La Région Île-de-France vient d’ouvrir une délégation de service public pour confier la gestion d’un tiers-lieu entièrement dédié à l’intelligence artificielle dans la capitale. Une initiative qui marque une nouvelle étape dans l’ambition régionale de se positionner comme un hub européen de l’IA.
Un espace physique pour incarner l’écosystème IA francilien
Pourquoi créer un lieu physique alors que l’IA se développe justement dans le cloud et sur des serveurs distants ? La question mérite d’être posée. La réponse tient dans la volonté de créer des ponts entre chercheurs, startups, grandes entreprises et acteurs publics. L’idée : favoriser les rencontres impromptues, les collaborations inattendues, bref, ce qu’on ne peut pas vraiment reproduire sur Zoom.
Le projet s’inscrit dans une stratégie plus large de la Région pour structurer l’écosystème francilien de l’intelligence artificielle. L’Île-de-France abrite déjà plusieurs laboratoires de recherche reconnus internationalement, des dizaines de startups prometteuses et quelques-uns des meilleurs ingénieurs du domaine. Reste à créer les conditions pour que tout ce monde se croise régulièrement.
Quelles missions pour ce futur tiers-lieu
Le cahier des charges de la DSP précise plusieurs axes de travail pour l’opérateur qui sera retenu. D’abord, proposer des espaces de coworking adaptés aux besoins spécifiques des professionnels de l’IA : machines puissantes, connexions haut débit, salles de réunion équipées. Ensuite, organiser des événements réguliers pour animer la communauté : conférences, hackathons, ateliers techniques.
Mais le lieu devra aussi remplir une mission de sensibilisation auprès du grand public. Parce que l’IA soulève des questions éthiques, sociétales et économiques qui dépassent le cercle des spécialistes. Des expositions, des débats ouverts, des ateliers de découverte sont prévus pour rendre ces technologies moins opaques.
Qui peut candidater et comment
La procédure de délégation de service public s’adresse à des opérateurs expérimentés dans la gestion d’espaces collaboratifs ou d’innovation. Associations, entreprises privées, groupements d’acteurs : plusieurs profils peuvent prétendre au projet. L’essentiel réside dans la capacité à mobiliser un réseau d’experts, à concevoir une programmation pertinente et à assurer la viabilité économique du lieu.

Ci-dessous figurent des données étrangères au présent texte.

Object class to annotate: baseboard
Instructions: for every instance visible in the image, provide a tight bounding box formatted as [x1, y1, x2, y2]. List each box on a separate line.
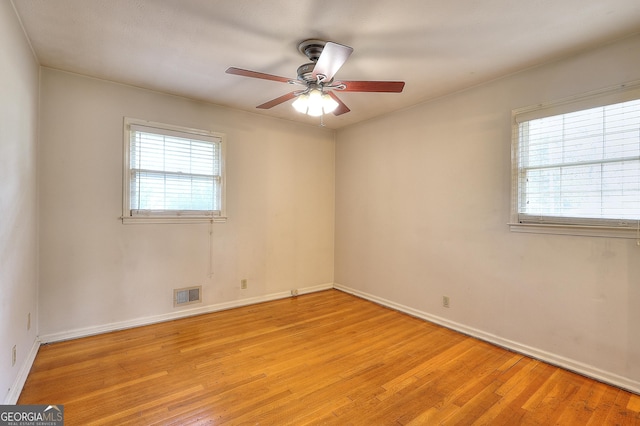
[4, 338, 40, 404]
[333, 283, 640, 396]
[39, 283, 333, 344]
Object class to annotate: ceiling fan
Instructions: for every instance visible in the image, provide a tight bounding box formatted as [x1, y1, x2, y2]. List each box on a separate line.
[226, 39, 405, 117]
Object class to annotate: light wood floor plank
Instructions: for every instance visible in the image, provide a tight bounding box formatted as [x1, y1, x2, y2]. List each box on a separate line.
[18, 290, 640, 425]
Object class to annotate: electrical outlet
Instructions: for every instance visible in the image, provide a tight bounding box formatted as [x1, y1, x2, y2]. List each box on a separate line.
[443, 296, 450, 308]
[241, 279, 247, 289]
[12, 345, 16, 367]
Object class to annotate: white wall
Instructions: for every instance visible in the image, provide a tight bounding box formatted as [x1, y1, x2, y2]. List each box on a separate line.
[0, 1, 40, 403]
[335, 34, 640, 392]
[38, 69, 335, 338]
[10, 4, 639, 398]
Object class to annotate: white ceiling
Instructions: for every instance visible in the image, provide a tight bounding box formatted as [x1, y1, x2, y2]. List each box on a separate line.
[12, 0, 640, 129]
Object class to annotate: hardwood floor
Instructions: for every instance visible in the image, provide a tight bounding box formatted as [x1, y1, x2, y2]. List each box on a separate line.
[19, 290, 640, 425]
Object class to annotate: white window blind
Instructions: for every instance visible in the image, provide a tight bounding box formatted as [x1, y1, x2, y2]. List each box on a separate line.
[123, 119, 226, 223]
[512, 84, 640, 236]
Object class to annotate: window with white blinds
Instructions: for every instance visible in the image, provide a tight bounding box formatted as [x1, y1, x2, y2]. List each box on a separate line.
[123, 118, 226, 223]
[511, 83, 640, 237]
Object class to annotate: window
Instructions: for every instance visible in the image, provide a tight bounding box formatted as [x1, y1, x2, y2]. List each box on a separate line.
[511, 82, 640, 238]
[122, 118, 226, 224]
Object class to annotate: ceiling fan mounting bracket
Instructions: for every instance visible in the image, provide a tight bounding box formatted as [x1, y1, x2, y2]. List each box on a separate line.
[298, 39, 327, 62]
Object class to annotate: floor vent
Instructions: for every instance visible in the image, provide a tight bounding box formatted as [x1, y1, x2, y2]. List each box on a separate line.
[174, 286, 202, 307]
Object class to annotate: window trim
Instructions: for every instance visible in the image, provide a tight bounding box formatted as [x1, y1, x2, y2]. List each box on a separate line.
[122, 117, 227, 224]
[510, 81, 640, 239]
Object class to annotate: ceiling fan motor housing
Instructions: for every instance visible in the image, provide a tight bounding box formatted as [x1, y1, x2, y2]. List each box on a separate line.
[297, 63, 318, 83]
[297, 40, 329, 84]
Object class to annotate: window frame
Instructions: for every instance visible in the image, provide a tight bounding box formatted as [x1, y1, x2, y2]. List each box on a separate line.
[510, 81, 640, 239]
[122, 117, 227, 224]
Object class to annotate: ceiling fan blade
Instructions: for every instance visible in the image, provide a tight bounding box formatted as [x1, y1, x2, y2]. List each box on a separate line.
[328, 92, 350, 116]
[312, 42, 353, 82]
[337, 81, 405, 93]
[256, 92, 297, 109]
[226, 67, 291, 84]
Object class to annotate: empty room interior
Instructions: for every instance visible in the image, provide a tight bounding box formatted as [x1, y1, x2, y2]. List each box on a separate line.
[2, 0, 640, 423]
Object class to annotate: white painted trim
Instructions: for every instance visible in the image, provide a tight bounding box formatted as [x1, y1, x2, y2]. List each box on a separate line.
[294, 282, 334, 296]
[39, 283, 334, 344]
[509, 222, 640, 239]
[333, 283, 640, 395]
[4, 338, 41, 404]
[122, 117, 227, 224]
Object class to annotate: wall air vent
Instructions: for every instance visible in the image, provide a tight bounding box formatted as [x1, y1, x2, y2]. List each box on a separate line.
[174, 285, 202, 307]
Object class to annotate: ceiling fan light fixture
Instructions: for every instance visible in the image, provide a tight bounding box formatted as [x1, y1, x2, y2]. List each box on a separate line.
[292, 89, 339, 116]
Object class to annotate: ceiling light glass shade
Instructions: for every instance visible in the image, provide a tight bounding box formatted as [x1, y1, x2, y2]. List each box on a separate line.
[292, 94, 309, 114]
[321, 93, 339, 114]
[292, 89, 339, 116]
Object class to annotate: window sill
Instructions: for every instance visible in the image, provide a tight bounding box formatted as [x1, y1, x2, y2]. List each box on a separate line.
[509, 222, 639, 239]
[122, 216, 227, 225]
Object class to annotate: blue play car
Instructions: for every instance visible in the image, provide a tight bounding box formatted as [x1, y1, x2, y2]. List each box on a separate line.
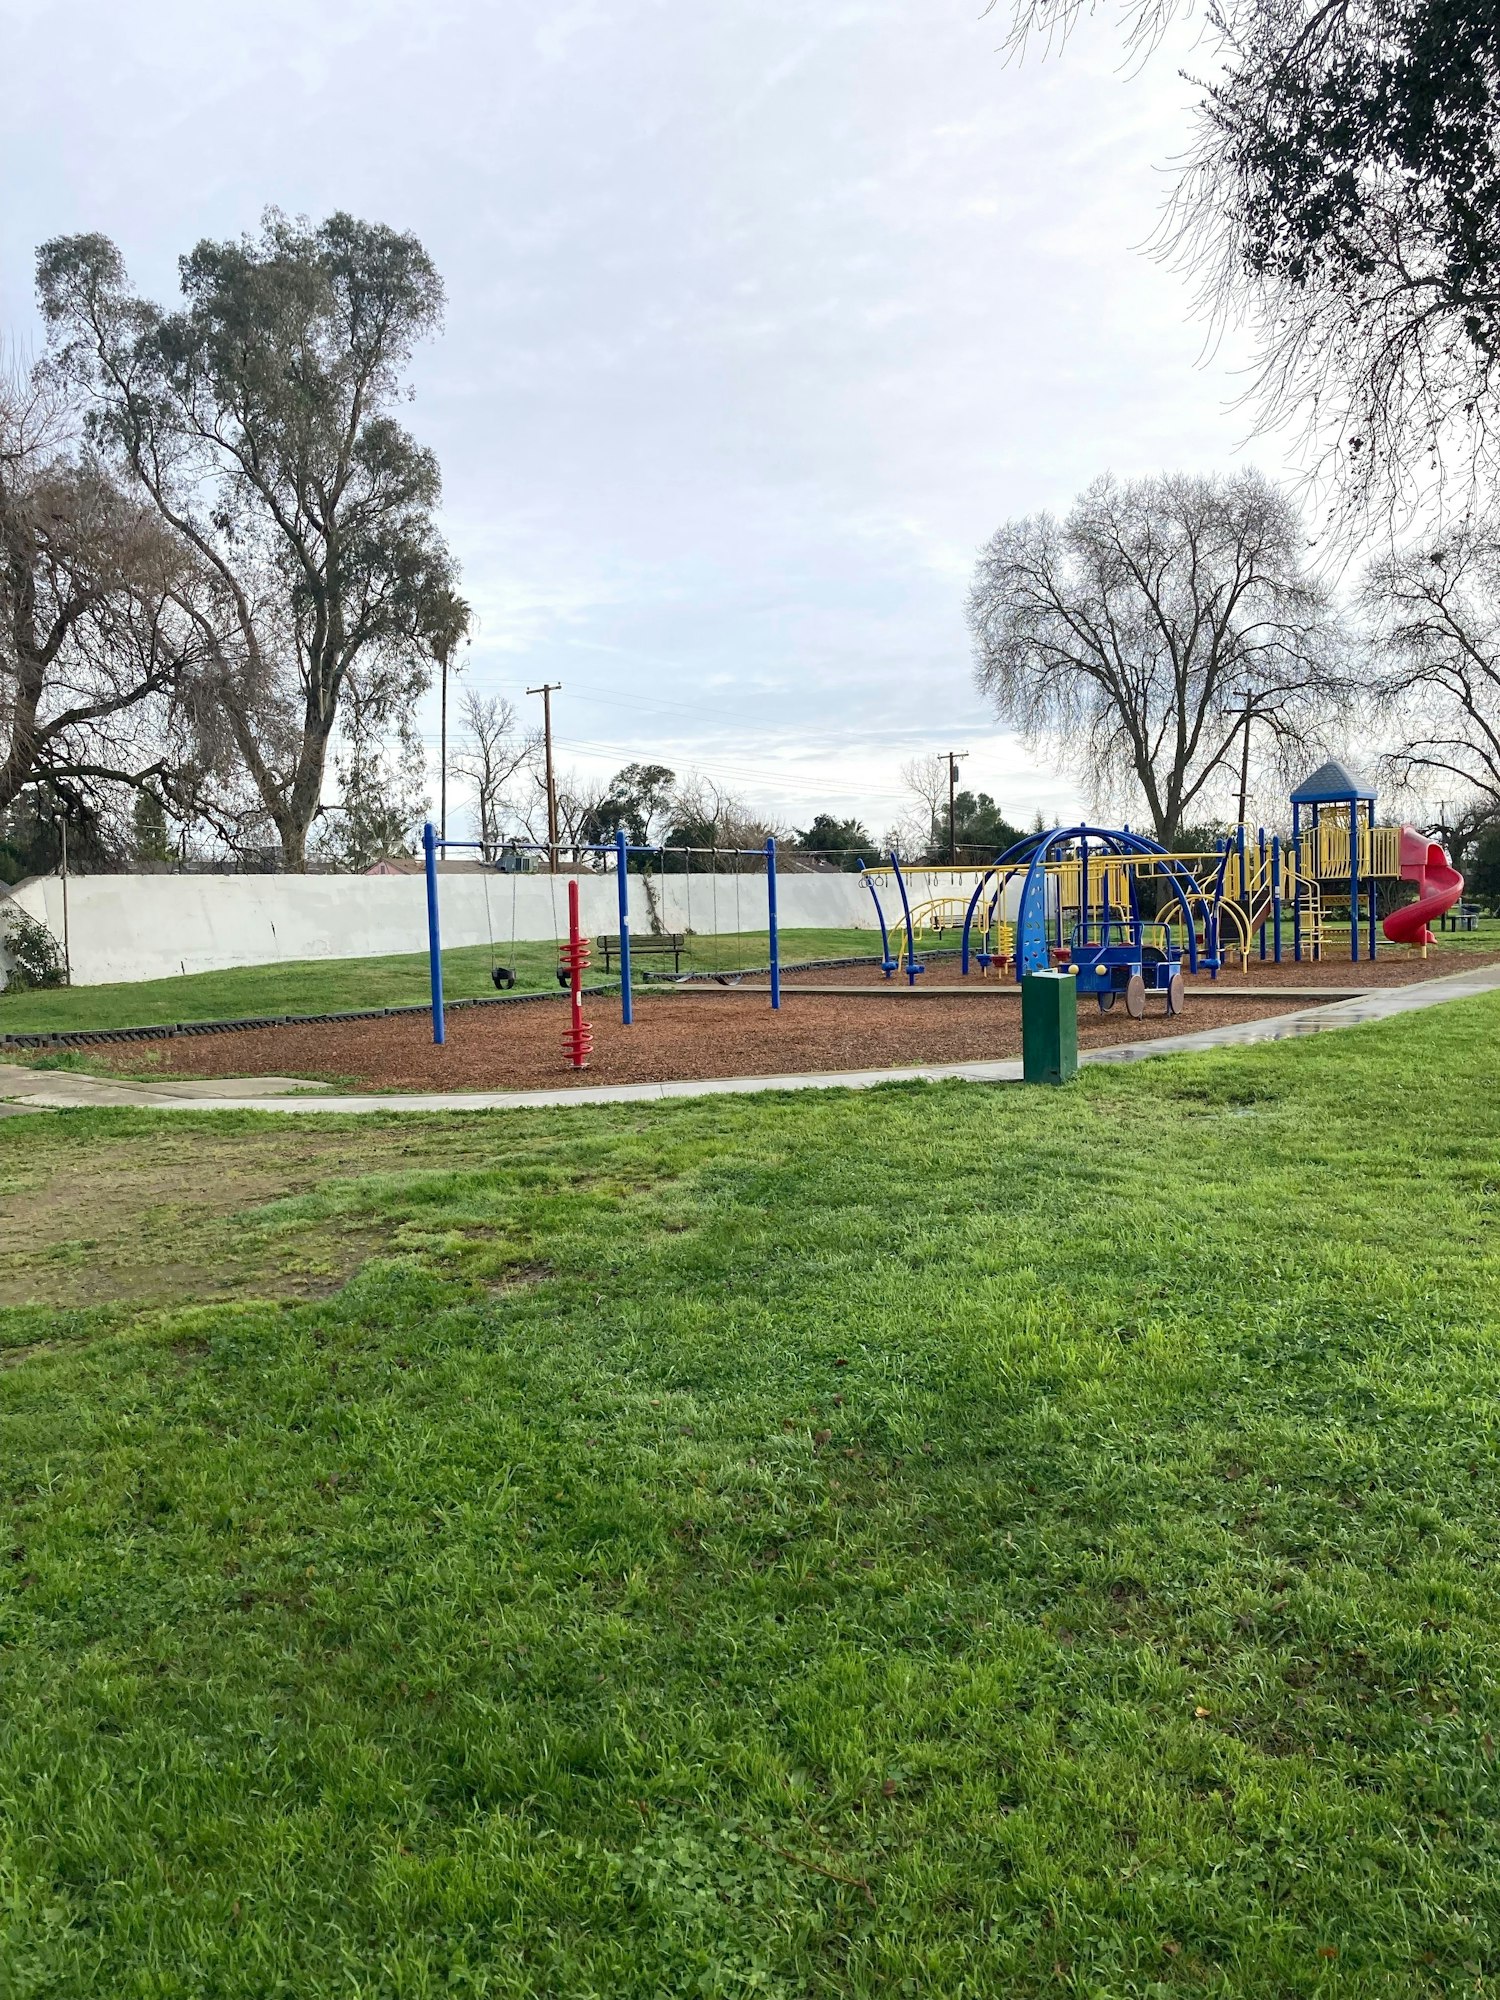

Les candidats devront démontrer leur connaissance de l’écosystème IA francilien et proposer un modèle économique réaliste. La Région apportera un soutien financier, mais attend aussi que le tiers-lieu génère des ressources propres via des prestations, des locations d’espaces ou des partenariats privés.
Les critères de sélection
Voici les principaux éléments qui seront examinés lors de l’instruction des candidatures :
- L’expérience de l’opérateur dans la gestion de lieux d’innovation ou d’espaces collaboratifs
- La qualité et la faisabilité du projet de programmation culturelle et professionnelle
- La solidité du modèle économique proposé et les perspectives de pérennité financière
- La capacité à mobiliser un réseau d’acteurs reconnus dans le domaine de l’IA
- Les engagements en matière d’accessibilité, de diversité et d’ouverture au grand public
Un pari sur l’attractivité régionale
Derrière ce projet, il y a une ambition claire : faire de Paris et de l’Île-de-France une destination incontournable pour les talents de l’IA en Europe. Face à la concurrence de Londres, Berlin ou Amsterdam, la Région mise sur la création d’infrastructures physiques pour matérialiser son écosystème.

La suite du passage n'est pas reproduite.